Nel periodo i ricavi della società terminalista sono
stati pari a 450,9 milioni di euro (+3,5%). I valori dell'EBITDA e
dell'EBIT si sono attestati rispettivamente a 77,4 milioni (+2,8%) e
30,5 milioni (-6,3%). L'utile dopo le imposte è stato di 5,8
milioni di euro (-56,2%).
L'amministratore delegato dell'azienda tedesca, Jeroen Eijsink,
ha spiegato che «i primi mesi dell'anno sono stati
estremamente impegnativi per HHLA. All'inizio del 2026 - ha
specificato - un inverno insolitamente rigido, soprattutto ad
Amburgo e dintorni, ha limitato significativamente le nostre
operazioni quotidiane.

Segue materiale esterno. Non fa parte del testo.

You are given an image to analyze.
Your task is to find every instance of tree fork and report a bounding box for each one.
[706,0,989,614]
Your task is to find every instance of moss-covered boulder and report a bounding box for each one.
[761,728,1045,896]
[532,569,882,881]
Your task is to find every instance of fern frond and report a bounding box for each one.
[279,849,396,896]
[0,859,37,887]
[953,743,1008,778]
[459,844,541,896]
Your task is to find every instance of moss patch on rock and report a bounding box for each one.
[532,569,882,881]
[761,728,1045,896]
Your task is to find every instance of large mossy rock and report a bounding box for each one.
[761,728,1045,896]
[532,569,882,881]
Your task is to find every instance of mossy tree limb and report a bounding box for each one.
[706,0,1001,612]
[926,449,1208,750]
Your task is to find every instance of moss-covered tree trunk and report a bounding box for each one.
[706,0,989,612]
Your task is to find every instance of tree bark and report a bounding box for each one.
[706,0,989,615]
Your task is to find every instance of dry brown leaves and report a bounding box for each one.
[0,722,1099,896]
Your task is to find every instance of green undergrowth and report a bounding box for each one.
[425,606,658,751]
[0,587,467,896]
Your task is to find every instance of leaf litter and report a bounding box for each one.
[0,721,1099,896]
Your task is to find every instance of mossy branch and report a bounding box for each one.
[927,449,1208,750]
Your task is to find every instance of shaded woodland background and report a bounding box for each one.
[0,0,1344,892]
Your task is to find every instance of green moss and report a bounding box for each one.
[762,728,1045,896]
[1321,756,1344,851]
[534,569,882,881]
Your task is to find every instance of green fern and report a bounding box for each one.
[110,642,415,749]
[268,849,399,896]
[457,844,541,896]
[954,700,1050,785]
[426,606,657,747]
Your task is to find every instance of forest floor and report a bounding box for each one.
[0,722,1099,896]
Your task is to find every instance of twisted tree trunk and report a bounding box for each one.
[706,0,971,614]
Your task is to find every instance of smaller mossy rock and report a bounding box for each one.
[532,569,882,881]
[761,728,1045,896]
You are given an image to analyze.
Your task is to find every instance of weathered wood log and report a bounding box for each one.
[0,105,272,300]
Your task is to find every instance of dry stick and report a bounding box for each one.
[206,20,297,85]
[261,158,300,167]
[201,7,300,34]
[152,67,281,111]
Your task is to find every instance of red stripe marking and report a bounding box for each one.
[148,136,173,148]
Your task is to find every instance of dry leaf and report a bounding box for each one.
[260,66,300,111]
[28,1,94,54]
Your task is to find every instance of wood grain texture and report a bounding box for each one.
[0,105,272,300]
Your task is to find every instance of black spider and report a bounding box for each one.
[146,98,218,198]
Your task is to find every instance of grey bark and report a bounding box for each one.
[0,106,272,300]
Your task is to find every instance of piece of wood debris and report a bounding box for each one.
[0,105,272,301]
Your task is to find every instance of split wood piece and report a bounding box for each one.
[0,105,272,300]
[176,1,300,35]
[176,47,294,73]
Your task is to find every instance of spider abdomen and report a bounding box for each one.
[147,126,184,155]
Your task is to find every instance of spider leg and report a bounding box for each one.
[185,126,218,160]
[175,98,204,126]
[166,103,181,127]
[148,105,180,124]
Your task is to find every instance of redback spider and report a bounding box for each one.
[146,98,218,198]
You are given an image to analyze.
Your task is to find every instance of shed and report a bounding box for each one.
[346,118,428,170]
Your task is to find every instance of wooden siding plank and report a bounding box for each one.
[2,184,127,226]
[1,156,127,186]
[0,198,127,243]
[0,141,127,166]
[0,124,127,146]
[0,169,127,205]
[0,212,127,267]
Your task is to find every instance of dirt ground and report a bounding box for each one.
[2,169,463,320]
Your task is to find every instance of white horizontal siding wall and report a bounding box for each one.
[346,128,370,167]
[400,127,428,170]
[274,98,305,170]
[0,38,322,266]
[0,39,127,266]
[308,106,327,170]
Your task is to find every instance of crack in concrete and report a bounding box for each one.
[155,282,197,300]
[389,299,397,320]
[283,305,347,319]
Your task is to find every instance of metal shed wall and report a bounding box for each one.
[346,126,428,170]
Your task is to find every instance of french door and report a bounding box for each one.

In alcuni momenti la movimentazione presso i
container terminal di Amburgo è stata possibile solo in
misura ridotta. La nostra attività ferroviaria è stata
colpita da cancellazioni e ritardi causati da chiusure di binari,
scambi ghiacciati e altri problemi legati alle condizioni
meteorologiche. Inoltre, le prestazioni della nostra controllata
ferroviaria Metrans sono state limitate dai ritardi nei progetti
infrastrutturali, come nel corridoio Amburgo-Berlino e nella valle
dell'Elba. Questi fattori esterni si riflettono anche nei nostri
risultati trimestrali».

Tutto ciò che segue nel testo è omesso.